The naira's genuine mirror, Nigeria's economy, is in terrible shape. Over 90 million Nigerians, or over 40% of the population, are extremely poor. Nigeria has yet to fully recover from the devastating effects of Covid-19; growing insecurity that has hampered agricultural activities is having a different impact on Nigeria's food security; food inflation, according to the NBS, was about 18 percent; and food prices are expected to rise in the coming years. Food production is expected to decline due to fertiliser shortages caused by the Russian-Ukrainian war.

The N17 trillion budget for 2022 is fueled by a $6 trillion deficit, the majority of which will be used to pay down debt.

The local currency's value is steadily declining, and the country is still not producing much; the rates of unemployment and underemployment were 33 and 22 percent, respectively.

Nigeria's foreign exchange reserves are decreasing as a result of the Central Bank's sustained participation in the foreign exchange market to preserve the stability of the local currency.

The Nigerian National Petroleum Company (NNPC) Limited, which has for many months failed to deposit its required funds into the Federation Account, which is jointly managed by the Federal, State, and Local Governments, despite a decline in oil production, rising subsidies, and high production costs, complicates the liquidity of the Nigerian currency despite high oil prices.

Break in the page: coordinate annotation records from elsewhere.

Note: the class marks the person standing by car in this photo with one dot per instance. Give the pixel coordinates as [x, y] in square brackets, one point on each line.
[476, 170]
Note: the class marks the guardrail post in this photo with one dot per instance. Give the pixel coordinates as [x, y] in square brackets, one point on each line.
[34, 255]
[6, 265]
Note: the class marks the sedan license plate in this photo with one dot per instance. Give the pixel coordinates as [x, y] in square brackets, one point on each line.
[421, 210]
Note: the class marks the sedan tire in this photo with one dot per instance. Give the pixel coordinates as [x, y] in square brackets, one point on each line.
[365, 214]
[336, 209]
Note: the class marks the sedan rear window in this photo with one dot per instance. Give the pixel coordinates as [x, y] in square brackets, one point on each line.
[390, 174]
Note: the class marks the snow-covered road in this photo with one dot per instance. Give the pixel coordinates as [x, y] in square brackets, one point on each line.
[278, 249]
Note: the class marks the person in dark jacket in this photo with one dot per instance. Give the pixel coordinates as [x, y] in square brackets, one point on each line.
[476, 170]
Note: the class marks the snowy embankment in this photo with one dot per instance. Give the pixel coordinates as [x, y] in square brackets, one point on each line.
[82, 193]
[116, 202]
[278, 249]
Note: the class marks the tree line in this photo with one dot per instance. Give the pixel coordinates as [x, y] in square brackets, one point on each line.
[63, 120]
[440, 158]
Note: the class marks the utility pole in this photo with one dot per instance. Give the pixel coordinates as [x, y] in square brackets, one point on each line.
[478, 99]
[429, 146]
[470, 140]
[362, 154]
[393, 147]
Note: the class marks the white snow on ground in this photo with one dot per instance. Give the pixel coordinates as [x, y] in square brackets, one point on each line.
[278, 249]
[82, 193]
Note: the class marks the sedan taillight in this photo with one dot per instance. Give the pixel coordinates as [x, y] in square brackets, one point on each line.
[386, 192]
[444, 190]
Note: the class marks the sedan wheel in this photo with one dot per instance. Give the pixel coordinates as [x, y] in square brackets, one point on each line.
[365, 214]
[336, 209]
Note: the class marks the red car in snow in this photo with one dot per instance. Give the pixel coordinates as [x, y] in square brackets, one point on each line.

Because our manufacturing sector is so heavily dependent on imported raw materials, the extreme depreciation of the currency has the following repercussions for economic actors: high production costs; high operating costs across all industries.

Market analysts claim that in order to sustain interest in the local currency, the nation must work to transform itself into a production economy in the medium to long term. If Nigeria is unable to export high-quality goods while addressing the problem of oil theft, which costs the nation billions of dollars annually, the exchange rate will be under pressure in a crisis.